Um mês e um dia antes da deflagração da operação contra corrupção no sistema de iluminação pública, a Prefeitura de Campo Grande, comandada pela prefeita Adriane Lopes (PP) renovou contrato de uma das empresas envolvidas no suposto desvio milionário de R$ 110 milhões dos cofres municipais: a Construtora JLC Ltda.
Conforme o documento publicado no Diogrande (Diário Oficial de Campo Grande) do dia 18 de novembro, a Sisep (Secretaria Municipal de Infraestrutura e Serviços Públicos) fez a renovação para locação de máquinas pesadas, caminhões, veículos leves e equipamentos para execução de serviços públicos, para atender a secretaria.
Com isso, foi renovado do dia 14 de dezembro de 2025 até o dia 13 de dezembro de 2026 os serviços.

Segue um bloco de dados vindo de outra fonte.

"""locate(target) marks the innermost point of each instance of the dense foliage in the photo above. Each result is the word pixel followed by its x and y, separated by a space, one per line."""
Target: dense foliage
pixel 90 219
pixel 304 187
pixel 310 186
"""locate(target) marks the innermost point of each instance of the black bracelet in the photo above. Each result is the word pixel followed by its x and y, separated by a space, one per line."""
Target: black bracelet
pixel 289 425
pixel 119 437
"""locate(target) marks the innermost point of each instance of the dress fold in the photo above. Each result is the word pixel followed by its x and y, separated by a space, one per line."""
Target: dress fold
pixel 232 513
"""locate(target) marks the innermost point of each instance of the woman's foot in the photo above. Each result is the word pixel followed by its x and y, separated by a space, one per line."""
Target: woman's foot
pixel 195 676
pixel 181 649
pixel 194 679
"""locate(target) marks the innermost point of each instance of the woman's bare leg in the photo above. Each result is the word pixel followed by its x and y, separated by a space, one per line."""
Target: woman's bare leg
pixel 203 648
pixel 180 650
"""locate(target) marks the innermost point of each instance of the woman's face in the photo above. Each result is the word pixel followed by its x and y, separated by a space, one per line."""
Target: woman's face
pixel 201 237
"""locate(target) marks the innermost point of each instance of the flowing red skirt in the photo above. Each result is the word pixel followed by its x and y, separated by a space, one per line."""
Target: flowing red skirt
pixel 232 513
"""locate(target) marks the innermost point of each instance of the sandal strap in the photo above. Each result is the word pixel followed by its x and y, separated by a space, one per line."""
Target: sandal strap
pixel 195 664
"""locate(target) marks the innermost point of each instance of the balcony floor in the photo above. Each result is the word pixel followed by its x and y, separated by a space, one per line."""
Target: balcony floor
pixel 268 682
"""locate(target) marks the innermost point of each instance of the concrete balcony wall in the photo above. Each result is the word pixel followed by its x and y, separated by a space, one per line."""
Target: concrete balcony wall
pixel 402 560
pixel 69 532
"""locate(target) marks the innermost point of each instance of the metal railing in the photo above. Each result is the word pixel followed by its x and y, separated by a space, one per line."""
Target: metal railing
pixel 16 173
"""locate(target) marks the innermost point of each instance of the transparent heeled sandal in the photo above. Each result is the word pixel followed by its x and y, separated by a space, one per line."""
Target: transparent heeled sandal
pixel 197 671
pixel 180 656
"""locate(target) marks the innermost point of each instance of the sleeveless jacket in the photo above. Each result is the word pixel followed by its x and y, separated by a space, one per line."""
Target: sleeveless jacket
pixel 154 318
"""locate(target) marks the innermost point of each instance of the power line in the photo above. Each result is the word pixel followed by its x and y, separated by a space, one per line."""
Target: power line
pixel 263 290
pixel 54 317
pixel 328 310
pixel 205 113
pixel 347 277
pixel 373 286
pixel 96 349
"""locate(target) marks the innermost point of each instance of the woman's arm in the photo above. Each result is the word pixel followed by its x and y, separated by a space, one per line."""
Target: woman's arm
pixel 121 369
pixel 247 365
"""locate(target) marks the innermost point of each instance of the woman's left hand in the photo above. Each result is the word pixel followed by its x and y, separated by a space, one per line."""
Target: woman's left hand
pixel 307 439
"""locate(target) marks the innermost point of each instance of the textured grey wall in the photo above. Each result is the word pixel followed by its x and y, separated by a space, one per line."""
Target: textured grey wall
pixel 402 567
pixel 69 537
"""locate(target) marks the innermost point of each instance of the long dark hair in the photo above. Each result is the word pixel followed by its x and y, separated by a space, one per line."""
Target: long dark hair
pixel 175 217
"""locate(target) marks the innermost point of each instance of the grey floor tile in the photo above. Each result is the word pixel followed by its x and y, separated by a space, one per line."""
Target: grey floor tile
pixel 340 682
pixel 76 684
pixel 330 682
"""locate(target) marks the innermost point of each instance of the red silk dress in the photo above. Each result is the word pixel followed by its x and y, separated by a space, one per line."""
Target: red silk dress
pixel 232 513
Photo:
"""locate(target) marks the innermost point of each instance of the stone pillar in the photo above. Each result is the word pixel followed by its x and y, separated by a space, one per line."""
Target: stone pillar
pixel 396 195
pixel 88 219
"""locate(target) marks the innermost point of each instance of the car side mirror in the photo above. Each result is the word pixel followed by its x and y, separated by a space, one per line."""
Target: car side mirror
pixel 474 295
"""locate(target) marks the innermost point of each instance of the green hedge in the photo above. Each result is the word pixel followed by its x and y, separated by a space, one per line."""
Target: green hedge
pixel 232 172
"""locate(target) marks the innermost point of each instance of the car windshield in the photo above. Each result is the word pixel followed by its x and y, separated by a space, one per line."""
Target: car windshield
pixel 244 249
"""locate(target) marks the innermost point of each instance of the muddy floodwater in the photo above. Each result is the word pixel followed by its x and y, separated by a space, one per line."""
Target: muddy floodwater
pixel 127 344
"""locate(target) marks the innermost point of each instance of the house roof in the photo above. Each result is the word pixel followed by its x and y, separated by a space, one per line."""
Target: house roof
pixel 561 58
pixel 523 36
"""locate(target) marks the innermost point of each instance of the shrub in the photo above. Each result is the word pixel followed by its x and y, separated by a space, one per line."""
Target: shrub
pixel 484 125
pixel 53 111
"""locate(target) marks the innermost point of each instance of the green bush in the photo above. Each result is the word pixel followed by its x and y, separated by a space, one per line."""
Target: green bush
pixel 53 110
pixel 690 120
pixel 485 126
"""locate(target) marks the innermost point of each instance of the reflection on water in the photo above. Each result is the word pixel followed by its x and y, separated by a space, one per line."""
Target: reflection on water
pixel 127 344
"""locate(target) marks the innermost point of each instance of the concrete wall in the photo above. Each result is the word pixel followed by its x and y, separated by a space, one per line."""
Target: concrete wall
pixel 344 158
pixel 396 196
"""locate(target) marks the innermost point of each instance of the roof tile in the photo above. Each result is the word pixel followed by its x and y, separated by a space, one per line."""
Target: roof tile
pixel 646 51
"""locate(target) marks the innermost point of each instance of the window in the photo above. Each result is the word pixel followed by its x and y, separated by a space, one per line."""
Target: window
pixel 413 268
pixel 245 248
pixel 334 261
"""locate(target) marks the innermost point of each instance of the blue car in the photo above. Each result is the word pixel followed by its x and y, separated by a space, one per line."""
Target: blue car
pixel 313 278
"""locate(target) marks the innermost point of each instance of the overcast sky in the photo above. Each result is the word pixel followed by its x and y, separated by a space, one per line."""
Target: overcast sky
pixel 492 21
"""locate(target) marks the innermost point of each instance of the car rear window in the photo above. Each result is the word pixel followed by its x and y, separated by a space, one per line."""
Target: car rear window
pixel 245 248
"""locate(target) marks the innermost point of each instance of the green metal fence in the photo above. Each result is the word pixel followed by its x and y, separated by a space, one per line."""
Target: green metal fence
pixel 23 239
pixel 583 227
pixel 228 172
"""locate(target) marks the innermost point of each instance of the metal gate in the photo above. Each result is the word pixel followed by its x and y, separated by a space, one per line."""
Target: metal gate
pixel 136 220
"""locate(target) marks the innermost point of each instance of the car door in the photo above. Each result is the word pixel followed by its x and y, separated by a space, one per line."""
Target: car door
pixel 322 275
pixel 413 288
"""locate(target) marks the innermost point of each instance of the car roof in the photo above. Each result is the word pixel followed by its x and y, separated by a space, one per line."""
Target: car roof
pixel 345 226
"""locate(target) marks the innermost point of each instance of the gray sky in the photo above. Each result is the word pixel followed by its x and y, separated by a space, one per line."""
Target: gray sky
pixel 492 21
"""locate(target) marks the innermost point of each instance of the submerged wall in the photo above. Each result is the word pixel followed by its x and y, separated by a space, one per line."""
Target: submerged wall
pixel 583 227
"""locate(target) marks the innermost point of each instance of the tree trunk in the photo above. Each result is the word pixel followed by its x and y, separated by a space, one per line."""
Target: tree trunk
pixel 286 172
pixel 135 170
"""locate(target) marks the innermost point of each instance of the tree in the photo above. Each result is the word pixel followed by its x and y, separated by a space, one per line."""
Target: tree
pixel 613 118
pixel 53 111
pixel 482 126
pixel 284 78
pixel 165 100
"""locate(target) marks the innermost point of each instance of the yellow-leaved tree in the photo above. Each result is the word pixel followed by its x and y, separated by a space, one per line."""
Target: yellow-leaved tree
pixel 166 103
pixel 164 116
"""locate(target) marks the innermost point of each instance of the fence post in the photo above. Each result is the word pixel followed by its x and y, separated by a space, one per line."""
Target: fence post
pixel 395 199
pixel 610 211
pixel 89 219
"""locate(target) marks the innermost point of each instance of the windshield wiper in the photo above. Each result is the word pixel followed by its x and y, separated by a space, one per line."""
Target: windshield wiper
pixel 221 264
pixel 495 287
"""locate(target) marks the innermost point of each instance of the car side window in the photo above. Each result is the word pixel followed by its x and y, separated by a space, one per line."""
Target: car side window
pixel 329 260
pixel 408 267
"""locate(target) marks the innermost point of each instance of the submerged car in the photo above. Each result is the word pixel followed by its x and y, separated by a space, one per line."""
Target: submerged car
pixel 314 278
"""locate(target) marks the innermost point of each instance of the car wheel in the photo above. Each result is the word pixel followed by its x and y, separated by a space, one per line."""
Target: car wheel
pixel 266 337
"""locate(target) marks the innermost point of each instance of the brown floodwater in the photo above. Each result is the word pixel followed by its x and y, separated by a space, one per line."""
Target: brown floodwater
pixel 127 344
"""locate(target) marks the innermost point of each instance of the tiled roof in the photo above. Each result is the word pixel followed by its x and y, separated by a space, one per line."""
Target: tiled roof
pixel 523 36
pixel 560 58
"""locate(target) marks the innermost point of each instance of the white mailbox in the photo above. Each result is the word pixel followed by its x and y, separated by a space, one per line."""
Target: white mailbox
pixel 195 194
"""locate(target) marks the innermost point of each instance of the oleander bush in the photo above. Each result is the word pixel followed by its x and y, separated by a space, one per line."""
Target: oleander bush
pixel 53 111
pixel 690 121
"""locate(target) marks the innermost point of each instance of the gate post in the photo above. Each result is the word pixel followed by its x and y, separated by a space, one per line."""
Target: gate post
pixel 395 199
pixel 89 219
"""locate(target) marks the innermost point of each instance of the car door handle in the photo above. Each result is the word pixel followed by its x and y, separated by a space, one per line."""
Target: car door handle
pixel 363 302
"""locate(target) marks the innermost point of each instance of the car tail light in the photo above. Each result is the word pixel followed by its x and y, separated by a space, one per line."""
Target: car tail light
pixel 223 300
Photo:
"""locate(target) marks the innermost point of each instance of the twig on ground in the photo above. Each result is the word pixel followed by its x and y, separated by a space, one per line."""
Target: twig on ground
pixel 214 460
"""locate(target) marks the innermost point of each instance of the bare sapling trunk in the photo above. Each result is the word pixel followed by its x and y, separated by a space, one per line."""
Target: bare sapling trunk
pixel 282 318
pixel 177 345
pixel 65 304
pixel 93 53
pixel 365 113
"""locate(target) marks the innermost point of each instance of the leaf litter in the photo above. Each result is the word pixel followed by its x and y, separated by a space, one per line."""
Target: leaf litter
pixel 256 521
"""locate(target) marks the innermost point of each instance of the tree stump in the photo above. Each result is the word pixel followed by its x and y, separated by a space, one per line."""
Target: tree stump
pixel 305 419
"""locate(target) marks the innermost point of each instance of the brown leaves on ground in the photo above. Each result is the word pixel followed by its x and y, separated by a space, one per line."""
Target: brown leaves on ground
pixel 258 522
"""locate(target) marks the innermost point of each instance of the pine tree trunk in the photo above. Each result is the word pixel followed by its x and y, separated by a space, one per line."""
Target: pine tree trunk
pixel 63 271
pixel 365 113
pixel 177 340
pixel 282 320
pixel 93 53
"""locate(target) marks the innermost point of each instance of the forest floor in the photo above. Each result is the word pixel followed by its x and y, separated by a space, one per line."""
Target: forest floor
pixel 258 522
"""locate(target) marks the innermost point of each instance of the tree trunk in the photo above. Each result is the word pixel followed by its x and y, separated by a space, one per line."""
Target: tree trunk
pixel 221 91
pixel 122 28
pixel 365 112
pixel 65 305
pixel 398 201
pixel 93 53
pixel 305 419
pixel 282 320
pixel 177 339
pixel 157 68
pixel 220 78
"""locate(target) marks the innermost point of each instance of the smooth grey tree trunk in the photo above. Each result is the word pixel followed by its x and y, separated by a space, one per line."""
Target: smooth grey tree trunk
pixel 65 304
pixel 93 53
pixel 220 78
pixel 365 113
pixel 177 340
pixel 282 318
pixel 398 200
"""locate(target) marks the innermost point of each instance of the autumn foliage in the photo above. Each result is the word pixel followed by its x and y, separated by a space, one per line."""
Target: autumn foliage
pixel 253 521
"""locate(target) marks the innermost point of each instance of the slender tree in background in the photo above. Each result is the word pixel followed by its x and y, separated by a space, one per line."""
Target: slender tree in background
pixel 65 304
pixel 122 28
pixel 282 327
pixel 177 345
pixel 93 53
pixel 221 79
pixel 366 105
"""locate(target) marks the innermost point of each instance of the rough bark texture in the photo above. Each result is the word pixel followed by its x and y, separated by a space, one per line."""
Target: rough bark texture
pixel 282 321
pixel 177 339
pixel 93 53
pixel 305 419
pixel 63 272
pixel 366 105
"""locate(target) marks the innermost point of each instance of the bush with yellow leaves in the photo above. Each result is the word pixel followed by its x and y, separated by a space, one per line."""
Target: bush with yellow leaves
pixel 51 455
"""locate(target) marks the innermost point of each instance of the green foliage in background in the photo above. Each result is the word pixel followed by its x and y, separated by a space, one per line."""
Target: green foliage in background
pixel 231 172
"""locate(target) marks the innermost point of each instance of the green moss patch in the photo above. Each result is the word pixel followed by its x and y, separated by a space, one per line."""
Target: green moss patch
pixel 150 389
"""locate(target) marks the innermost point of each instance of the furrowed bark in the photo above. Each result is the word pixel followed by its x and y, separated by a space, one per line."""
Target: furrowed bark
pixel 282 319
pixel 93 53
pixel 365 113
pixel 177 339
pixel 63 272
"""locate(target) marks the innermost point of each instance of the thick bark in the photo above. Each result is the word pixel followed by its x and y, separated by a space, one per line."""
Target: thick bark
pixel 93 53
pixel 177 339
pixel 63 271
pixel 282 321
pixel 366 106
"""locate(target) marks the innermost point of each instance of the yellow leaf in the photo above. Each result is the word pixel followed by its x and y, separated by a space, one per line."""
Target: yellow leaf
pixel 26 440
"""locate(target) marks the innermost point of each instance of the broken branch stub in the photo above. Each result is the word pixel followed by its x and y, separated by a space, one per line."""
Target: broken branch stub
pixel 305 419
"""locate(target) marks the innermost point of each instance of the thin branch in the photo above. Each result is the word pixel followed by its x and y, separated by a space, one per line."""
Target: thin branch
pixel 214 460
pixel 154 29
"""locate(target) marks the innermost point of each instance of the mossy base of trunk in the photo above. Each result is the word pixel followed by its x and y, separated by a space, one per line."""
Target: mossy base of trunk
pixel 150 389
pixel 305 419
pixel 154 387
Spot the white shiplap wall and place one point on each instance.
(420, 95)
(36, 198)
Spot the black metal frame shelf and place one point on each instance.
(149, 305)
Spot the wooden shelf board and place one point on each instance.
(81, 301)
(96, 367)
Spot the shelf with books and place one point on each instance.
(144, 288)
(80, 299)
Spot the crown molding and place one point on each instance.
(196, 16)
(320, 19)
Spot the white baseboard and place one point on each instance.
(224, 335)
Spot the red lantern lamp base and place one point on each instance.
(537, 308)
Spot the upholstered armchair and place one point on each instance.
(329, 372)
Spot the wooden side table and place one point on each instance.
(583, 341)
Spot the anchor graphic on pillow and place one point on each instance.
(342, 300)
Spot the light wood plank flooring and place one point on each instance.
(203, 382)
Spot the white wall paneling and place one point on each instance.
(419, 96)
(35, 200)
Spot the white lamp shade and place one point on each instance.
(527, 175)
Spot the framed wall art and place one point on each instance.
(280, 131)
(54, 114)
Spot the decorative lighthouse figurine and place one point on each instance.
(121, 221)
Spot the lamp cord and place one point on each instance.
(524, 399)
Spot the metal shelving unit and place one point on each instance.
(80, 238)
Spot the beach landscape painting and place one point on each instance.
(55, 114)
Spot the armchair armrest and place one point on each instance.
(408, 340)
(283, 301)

Pouco mais de um mês depois, um grande esquema de corrupção foi descoberto no setor envolvendo a iluminação pública de Campo Grande. Na manhã do dia 19 de dezembro, as equipes do Ministério Público do Mato Grosso do Sul (MPMS) deflagraram da operação “Apagar das Luzes”.
A ação investiga a atuação de uma organização criminosa, fraude à licitação e peculato, decorrentes de ilícitos em contratos utilizados com verbas da Contribuição dos Serviços de Iluminação Pública (COSIP), junto a Prefeitura Municipal de Campo Grande.
O grupo criminoso, composto por agentes públicos e empresas privadas como a Construtora JLC Ltda e a Construtora B&C Ltda, operaram um sistema de superfaturamento, desviando dinheiro público e direcionando contratações públicas para manutenção do sistema de iluminação na Capital sul-mato-grossense.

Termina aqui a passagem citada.